Butanol is another attention attracted alternative fuel to gasoline besides ethanol because of its properties with respect to gasoline blending, distribution and refuelling, and end use in existing vehicles. For instance, butanol has relatively high energy content which is 30% higher than ethanol and is closer to gasoline. Additionally, butanol has low vapor pressure, low sensitivity to water and it is less volatile, and less flammable when compared with other liquid fuels [63]. Therefore butanol can be handled conventionally in the existing petroleum infrastructure, including transport via pipeline. It also can be blended, at any ratio, with either gasoline or diesel fuel at existing refineries, thus avoiding the capital investment associated with plant revamps and the need for major operational, etc.

Similarly to bioethanol, butanol can be biochemically produced from both agricultural crops and lignocellulosic biomass using Clostridium acetobutylicum or C. beijerinckii to ferment lignocellulosic hydrolysate sugars (hexoses and pentoses) to butanol. Traditionally, sugar — rich agricultural crops such as corn, cane molasses and whey permeate have been successfully used as feedstocks in the commercial production of butanol for decades. However, the cost for these food crops rises significantly nowadays; therefore, lignocellulosic biomass becomes more popular as substrates for butanol production. In similar ways of producing bioethanol, pre-treatments are required prior to enzymatic hydrolysis (using cellulase and cellobiose). However, one of technology challenges is the inhibition caused by by-products in pre-treatments such as furfural, HMF, acetic acid, and ferulic acid generated in dilute acid pre-treatments etc. Among these by-products, ferulic and p-coumaric acids were found can significantly inhibit fermentation but furfural and HMW were surprisingly stimulating to the cell culture [64].
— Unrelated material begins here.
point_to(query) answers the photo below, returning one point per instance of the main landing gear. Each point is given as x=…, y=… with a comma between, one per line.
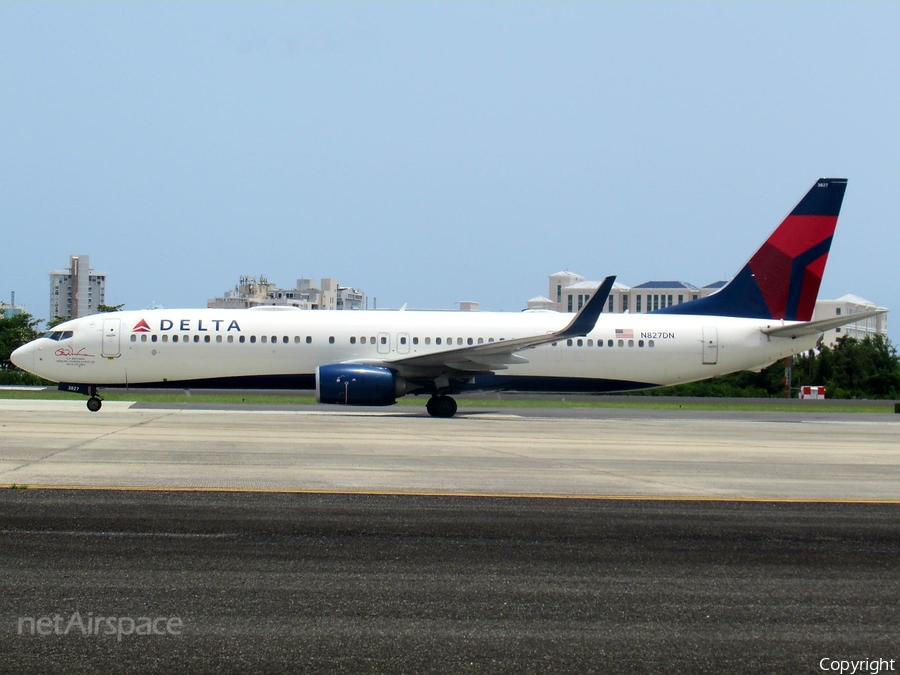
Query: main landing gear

The resulted lignocellulosic hydrolysate is then fermented by microorganisms via Acetone — butanol-ethanol (ABE) fermentation (Figure 4). The main challenge in the ABE fermentation is the product butanol itself is toxic to the fermenting microorganisms. In order to overcome this drawback, focused research efforts are to (1) improve the fermentation strategies to minimise the level of inhibitors accumulated such as simultaneously removing butanol and (2) to develop or genetically improve butanol — producing cultures.
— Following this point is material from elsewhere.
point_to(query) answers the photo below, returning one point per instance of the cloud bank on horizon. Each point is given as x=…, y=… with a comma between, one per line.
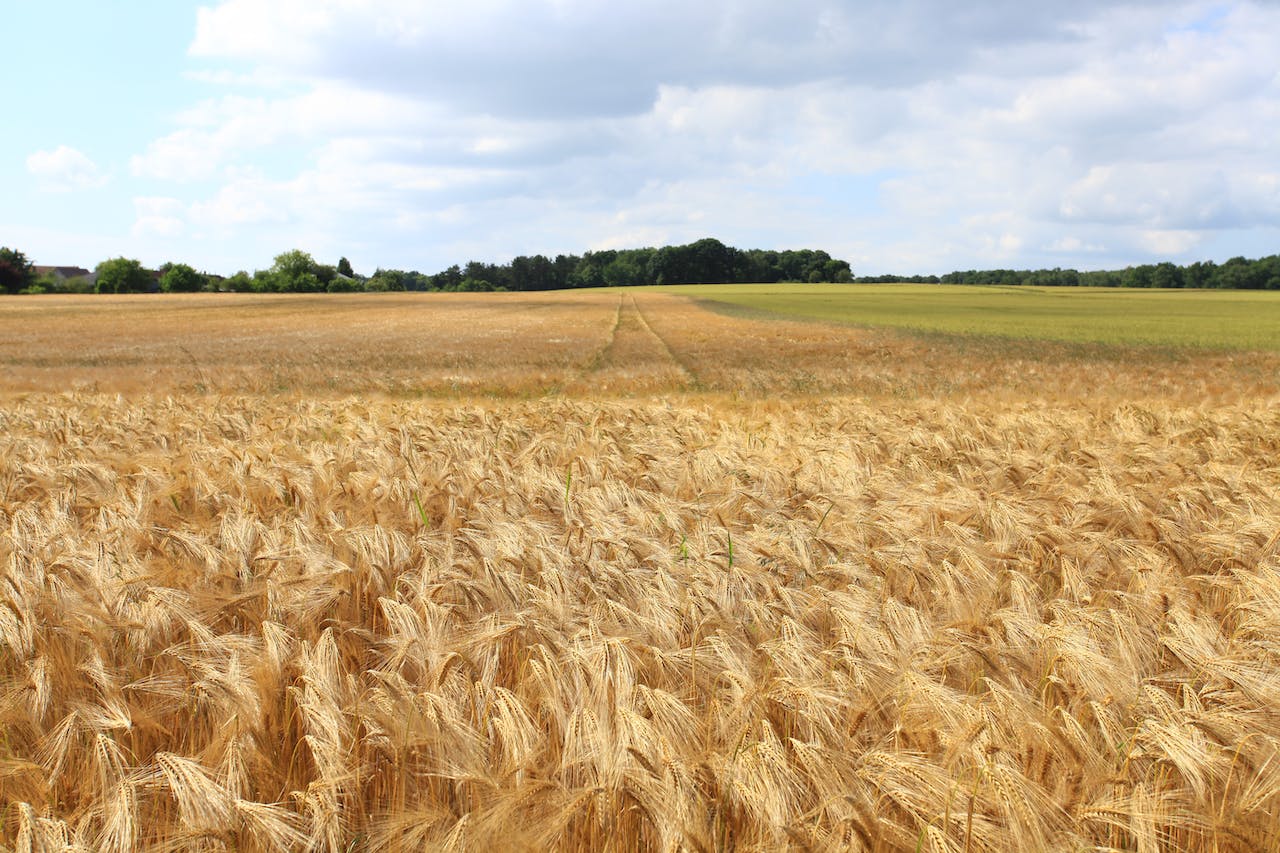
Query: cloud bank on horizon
x=913, y=137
However, biobutanol has several potential shortcomings. It is more toxic to humans and animals in the short term than ethanol or gasoline (although some components of gasoline, such as benzene, are more toxic and/or carcinogenic). And it is not clear whether butanol will degrade the materials commonly used in automobiles that can come into contact with motor fuels; building evidence suggests that it will not cause problems, but there has been no definitive testing on the wide range of potentially affected polymers and metals [65].

Figure 4. Phases of ABE fermentation for producing butanol

Additionally, butanol is reported cannot deliver a better economic feasibility and a more sustainable environmental performance when compared with bioethanol under the current level of technology [66]. The relatively low yield of solvents out of glucose (mixture of acetone, ethanol and butanol), which is in the range of 33% — 45% (wt), is the main cause for the high cost of butanol. This economic study argued that butanol perhaps can be sold as chemicals rather than transport fuel unless the technology would be improved to make butanol production economically competitive with bioethanol.